Gracias al frío natural del Ártico los muertos se conservaban durante una cantidad de tiempo asombrosa, pero tenían que vigilar el cobertizo. Nunavut era tierra salvaje. Los lobos y los osos polares, especialmente si estaban hambrientos, no retrocedían ni ante los vivos ni ante los muertos.

Tras la comida Anawak fue al Polar Lodge. Akesuk no insistió con que durmiera bajo su techo. Trajo las flores del cuartito y las colocó sobre la mesa.

—Aún puedes pensártelo —fue lo único que dijo.

A Anawak le quedaban dos horas hasta el entierro. Durante ese tiempo no salió de su habitación del hotel; se tumbó en la cama e intentó dormir. No sabía qué hacer. En realidad sabía que podía ir a Mallikjuaq, quizá incluso caminando; el Tellik Inlet todavía estaba congelado y soportaría su peso. O que podía preguntar a Akesuk. Seguro que se hubiera dedicado a pasearlo con gran entusiasmo por medio Cabo Dorset y a presentarle a cuantos se encontraran, pues en los poblados inuit todos estaban emparentados de algún modo.

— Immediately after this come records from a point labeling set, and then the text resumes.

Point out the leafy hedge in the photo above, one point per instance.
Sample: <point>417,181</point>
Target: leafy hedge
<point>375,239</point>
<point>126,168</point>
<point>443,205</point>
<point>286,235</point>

En Cabo Dorset, capital mundial del arte inuit, semejante paseo hubiera sido como un gran vernissage. Uno de cada dos habitantes del poblado era artista y muchos exponían sus obras en galerías del mundo entero. Pero Anawak sabía que esa exhibición de su persona habría sido como el regreso del hijo pródigo, y no quería que creyeran que había vuelto a casa. Estaba decidido a mantener cierta distancia como protección. Si permitía que ese mundo se le aproximara se abrirían ciertas heridas, de modo que se quedó tumbado en su cama mirando al techo hasta que finalmente se adormiló.

El despertador lo arrancó del sueño.

Cuando salió a la puerta del Polar Lodge, el sol había descendido pero seguía brillando claro y agradable. Más allá de la superficie helada del Inlet vio Mallikjuaq a muy poca distancia. El Lodge se hallaba en el extremo nordeste de Cabo Dorset; el cementerio, en el lado opuesto del pueblo. Anawak miró la hora. Tenía tiempo suficiente. Había acordado con Akesuk que pasaría a recogerlo en su camioneta. Junto al Lodge, en la calle que llevaba a la playa, estaba el Polar Supply Store. Al mirar mejor, Anawak se dio cuenta de que la tienda funcionaba también como servicio de paquetería, alquiler de vehículos y taller mecánico. Recordaba el edificio, pero tenía un cartel nuevo, y cuando entró, los dos dependientes que estaban en el mostrador le resultaron desconocidos. No eran inuit. Curioseó un rato por el supermercado. Era un lugar acogedor que parecía una tienda de ocasión.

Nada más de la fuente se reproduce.